After-hours window shopping in New York used to be a harmless pastime, but now the credit cards can cause damage 24 hours a day, since this gizmo never sleeps.
It's worth noting that credit-card use has certainly reached a tipping point in New York City, where machines vend bus and subway MetroCards via Visa and Mastercard. Old hat for Asian cities, but many Canadian transit systems still make you fumble with change.
Another plus is that if you buy your monthly MetroCard this way, and then lose it, you can get it replaced for free. That's important, since they cost $76. I also noticed the proliferation of electronic signature terminals to speed up credit card purchases, and what looks like a new policy of not requiring any signature at all for retail purchases under $15. All in the interest of making those cash registers turn faster.

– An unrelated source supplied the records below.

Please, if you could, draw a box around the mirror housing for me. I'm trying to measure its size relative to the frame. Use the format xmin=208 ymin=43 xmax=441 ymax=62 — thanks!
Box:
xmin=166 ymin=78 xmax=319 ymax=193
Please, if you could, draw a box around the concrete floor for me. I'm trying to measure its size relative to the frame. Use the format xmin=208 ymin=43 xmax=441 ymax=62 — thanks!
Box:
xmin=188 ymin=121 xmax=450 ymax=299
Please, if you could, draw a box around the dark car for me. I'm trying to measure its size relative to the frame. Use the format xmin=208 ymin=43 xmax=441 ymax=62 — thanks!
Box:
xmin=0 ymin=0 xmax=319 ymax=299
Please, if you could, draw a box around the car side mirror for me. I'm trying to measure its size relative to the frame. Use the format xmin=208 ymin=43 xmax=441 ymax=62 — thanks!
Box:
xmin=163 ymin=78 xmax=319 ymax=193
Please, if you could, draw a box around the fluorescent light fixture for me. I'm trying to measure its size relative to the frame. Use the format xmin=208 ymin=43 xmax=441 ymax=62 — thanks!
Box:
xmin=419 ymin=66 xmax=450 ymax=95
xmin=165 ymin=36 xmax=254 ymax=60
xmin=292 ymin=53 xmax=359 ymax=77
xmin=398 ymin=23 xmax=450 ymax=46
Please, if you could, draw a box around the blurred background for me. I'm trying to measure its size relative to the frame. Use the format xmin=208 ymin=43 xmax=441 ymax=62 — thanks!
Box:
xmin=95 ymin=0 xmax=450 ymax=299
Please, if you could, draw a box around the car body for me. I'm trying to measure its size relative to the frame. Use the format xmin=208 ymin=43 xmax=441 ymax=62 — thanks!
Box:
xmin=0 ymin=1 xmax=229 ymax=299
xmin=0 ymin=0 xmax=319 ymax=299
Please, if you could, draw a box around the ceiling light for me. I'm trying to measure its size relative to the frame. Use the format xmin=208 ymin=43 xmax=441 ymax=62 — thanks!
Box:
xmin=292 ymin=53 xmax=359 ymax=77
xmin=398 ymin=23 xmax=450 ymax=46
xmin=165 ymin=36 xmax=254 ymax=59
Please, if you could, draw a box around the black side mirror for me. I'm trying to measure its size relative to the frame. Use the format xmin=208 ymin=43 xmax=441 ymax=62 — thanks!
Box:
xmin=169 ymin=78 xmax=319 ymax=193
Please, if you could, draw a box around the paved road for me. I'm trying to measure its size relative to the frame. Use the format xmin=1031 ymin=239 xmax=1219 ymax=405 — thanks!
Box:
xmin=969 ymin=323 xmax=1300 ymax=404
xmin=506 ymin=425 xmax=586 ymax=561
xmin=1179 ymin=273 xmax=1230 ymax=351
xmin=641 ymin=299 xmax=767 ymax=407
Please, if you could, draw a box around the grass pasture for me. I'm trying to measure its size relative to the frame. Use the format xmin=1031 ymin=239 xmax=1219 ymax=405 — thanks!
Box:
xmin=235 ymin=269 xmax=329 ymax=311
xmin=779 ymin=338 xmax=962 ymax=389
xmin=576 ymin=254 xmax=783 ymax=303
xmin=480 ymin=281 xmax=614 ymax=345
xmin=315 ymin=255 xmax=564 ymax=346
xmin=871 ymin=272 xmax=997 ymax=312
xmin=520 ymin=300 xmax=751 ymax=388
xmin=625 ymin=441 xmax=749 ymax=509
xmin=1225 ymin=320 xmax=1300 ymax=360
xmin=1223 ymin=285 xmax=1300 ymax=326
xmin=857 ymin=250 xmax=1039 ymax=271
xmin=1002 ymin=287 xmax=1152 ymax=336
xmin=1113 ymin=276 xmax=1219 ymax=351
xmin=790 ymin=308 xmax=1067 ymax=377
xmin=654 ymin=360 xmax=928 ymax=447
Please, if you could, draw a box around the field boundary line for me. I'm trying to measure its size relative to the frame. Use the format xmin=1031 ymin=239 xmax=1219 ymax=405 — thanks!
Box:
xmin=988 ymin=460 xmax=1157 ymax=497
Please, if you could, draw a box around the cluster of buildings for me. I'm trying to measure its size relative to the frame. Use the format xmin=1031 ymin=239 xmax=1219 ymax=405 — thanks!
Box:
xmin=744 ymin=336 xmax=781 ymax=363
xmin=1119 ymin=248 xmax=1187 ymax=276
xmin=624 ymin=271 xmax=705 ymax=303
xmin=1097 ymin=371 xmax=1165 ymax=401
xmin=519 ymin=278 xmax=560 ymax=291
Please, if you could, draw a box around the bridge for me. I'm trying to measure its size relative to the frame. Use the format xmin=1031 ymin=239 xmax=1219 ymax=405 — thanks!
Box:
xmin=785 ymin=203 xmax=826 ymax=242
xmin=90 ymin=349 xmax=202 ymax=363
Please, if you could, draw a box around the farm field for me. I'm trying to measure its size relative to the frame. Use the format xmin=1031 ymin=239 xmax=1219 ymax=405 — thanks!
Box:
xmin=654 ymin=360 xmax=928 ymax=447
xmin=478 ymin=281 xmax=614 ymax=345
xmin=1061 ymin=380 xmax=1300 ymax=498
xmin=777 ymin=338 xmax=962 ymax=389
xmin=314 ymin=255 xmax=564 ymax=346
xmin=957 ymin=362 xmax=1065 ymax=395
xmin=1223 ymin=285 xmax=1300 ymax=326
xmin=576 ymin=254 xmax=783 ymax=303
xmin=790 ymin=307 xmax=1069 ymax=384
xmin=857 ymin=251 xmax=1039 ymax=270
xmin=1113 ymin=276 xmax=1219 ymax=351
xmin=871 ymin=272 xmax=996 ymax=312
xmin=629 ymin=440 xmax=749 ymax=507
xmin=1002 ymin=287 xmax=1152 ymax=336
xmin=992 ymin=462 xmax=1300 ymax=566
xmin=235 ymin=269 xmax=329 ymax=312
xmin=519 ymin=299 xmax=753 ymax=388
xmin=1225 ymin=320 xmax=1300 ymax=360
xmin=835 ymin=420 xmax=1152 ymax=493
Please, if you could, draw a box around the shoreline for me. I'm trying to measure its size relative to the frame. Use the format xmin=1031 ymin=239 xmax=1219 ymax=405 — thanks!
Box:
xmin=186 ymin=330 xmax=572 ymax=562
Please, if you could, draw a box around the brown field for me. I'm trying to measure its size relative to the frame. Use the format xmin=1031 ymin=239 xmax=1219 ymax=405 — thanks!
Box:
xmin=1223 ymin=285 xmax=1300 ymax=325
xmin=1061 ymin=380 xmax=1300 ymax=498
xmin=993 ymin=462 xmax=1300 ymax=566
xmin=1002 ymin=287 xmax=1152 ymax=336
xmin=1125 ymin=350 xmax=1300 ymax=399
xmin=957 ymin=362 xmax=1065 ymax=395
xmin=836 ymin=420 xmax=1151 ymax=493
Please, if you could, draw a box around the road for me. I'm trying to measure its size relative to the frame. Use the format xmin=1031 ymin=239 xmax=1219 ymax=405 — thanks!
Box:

One retail innovation that hasn't taken off yet in North America is stored value, either in the form of credit cards or on your cellphone. Toronto based firm Dexit Inc. has been plugging away at the stored-value market, using RFID tags like the ones you wave at gas pumps.
Despite ambitious plans to become like Hong Kong's wildly successful Octopus card, which can even be used to buy bottles of wine, Dexit has struggled in the electronic payments world. Last month, the company announced a new name, a new CEO (and lead investor) and a new focus. Dexit Hosted Solutions will now work with merchants on branded gift cards, which they claim was an $18-billion market in the U.S. in the 2005 holiday season alone.
They also plan to offer features such as direct messaging to consumers' e-mail accounts, PDAs, cellphones or pagers.
Some pundits feel the day will come when we'll have to pay admission to stores, because they will actually be museums and showrooms where we touch and feel the products we're going to go purchase online. Indeed, Sony has tried just such a facility in San Francisco, at Sony Metreon, a showcase for Sony products where sales are low-key and infrequent.
Innovations like what Ralph Lauren, Dexit, and yes, even the New York City Transit Authority are doing point the way to the probable future of retail - an interesting hybrid of high tech, low tech, credit cards and other forms of plastic.
If anything is going away in retail, it will probably be cold, hard cash.